Koretsky's wife Karen, who was battling breast cancer at the time of her husband's accident, might not see things in the same light.
''I guess the scenario would be if he had an accident, when I got home Karen would probably hit me in the head with a baseball bat because she's been telling me that she doesn't want Kyle to drive one of these Pro Stock cars,'' Koretsky said. ''Kyle's a good race car driver and we're in safe vehicles, I don't foresee any major problems with safety in these Pro Stock cars in the future.''
Koretsky said he's always valued life, but the accidents outside of the accident such as Karen's cancer battle and losing close friend ''Big'' Mike Aiello has really put things even more in perspective.
''It's been a weird couple of years,'' said Koretsky. ''We finished in the top 10 in 2004, even though Karen was battling the cancer. She's doing great now and she's back to normal, everything's fine. She had breast reconstruction and her sister right now is battling breast cancer. She's doing great now.
''Then when I was recovering from the accident, I lost my buddy Mike. He was a great source of inspiration considering the physical battles that man had to fight daily. He was my late night partner on the telephone. We talked to each other for a couple of hours a night. Between him and Doug Davenport, I had two phone buddies on the west coast. I definitely miss Mike. Life goes on, we try to do the best we can with what we've got.''
Koretsky says he supports charities such as those formed in the name of Eric Medlen, Darrell Gwynn, Racers for Christ and the Special Olympics just to name a few. He said supporting these charities inspires him and provides a personal purpose.

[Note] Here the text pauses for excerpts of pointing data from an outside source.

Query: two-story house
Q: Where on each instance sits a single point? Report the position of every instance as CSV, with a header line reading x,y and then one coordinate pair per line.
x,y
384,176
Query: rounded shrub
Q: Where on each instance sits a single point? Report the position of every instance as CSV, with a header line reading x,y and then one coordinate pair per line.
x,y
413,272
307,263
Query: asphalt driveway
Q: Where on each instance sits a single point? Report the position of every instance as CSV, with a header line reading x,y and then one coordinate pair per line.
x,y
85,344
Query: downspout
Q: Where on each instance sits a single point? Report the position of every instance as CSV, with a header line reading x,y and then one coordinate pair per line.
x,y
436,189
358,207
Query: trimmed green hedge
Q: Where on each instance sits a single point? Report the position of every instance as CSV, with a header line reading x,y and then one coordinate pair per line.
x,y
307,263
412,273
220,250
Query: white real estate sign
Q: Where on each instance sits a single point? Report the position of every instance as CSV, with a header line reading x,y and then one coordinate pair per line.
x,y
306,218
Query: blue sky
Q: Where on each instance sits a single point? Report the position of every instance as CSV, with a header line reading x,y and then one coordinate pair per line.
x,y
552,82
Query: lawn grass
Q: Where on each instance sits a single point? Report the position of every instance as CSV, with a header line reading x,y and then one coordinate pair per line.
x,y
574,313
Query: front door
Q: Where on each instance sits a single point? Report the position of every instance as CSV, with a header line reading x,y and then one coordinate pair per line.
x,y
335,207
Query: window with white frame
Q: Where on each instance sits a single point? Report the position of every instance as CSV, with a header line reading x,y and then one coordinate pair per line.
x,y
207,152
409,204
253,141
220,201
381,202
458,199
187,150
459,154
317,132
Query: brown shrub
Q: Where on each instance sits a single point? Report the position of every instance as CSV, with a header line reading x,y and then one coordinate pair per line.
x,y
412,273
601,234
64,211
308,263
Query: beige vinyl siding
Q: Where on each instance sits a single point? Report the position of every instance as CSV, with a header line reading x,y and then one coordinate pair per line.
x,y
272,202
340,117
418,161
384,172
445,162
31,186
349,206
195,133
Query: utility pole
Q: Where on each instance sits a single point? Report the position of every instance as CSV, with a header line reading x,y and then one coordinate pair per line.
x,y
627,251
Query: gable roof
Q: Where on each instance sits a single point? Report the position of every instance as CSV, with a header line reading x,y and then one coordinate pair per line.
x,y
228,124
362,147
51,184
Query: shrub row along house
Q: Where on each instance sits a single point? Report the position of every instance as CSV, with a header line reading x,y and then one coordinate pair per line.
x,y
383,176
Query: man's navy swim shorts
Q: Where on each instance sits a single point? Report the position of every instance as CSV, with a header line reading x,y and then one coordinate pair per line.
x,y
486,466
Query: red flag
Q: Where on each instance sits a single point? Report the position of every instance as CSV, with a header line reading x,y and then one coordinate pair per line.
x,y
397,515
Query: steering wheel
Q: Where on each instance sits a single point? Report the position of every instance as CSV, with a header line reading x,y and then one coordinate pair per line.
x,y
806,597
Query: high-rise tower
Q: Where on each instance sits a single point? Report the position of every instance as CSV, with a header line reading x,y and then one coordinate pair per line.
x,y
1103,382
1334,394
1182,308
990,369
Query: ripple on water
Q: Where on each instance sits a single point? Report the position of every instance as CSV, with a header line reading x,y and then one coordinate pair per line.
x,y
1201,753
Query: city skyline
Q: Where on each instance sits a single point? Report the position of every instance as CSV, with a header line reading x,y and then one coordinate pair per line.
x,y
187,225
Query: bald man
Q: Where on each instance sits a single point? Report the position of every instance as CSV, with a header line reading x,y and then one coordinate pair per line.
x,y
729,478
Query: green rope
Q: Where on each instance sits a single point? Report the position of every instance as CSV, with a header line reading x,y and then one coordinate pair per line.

Earlier this year, Koretsky teamed up with Greg Hill and abandoned his longtime Mopar relationship. He said the accident has inspired him to live life to the edge more often.
''I'm having a lot more fun now,'' said Koretsky. ''I had a lot of fun before the accident but I'm having a lot more fun now because we merged the teams together between KPK Motorsports and Fast Boys Racing, Greg Hill. The fact that we did this merger financially it's been better for Greg and myself. It makes it a little more fun when you don't spend as much of your own money.''
Fun? Yes. Chaotic? Even more so.
''My life is now more chaotic because I have Kid Chaos [Kyle] racing, my middle son, we just have so much going on right now,'' Koretsky said. ''It's really all good, I mean you know I'm a little more focused on race day. Clay Millican has helped me calm down a lot on race day and we're doing a few things. It's nice when Evan Knoll is there helping me, calming me down. It's all about friends and the insiders, ya know our little group, Evan, Clay and Doug Davenport. When you see familiar faces around when your racing it just kind of makes you feel like you're at home a little more.''
Koretsky said he feels at home behind the wheel of a Pro Stocker once again. It wasn't always that way after the crash. He initially didn't want to do the interview with Torco's CompetitionPlus.com but changed his mind.
''I had to face the fears,'' Koretsky said, when asked what changed his mind about talking.
Koretsky smiled as he took the last bite of his sandwich. The door opened and it was a crew man telling him it was time to head for the staging lanes.
''It's show time,'' Koretsky said. ''It's time to beat this thing.''
And he did. Not only did he run quick enough to make the field, he faced his fears and won.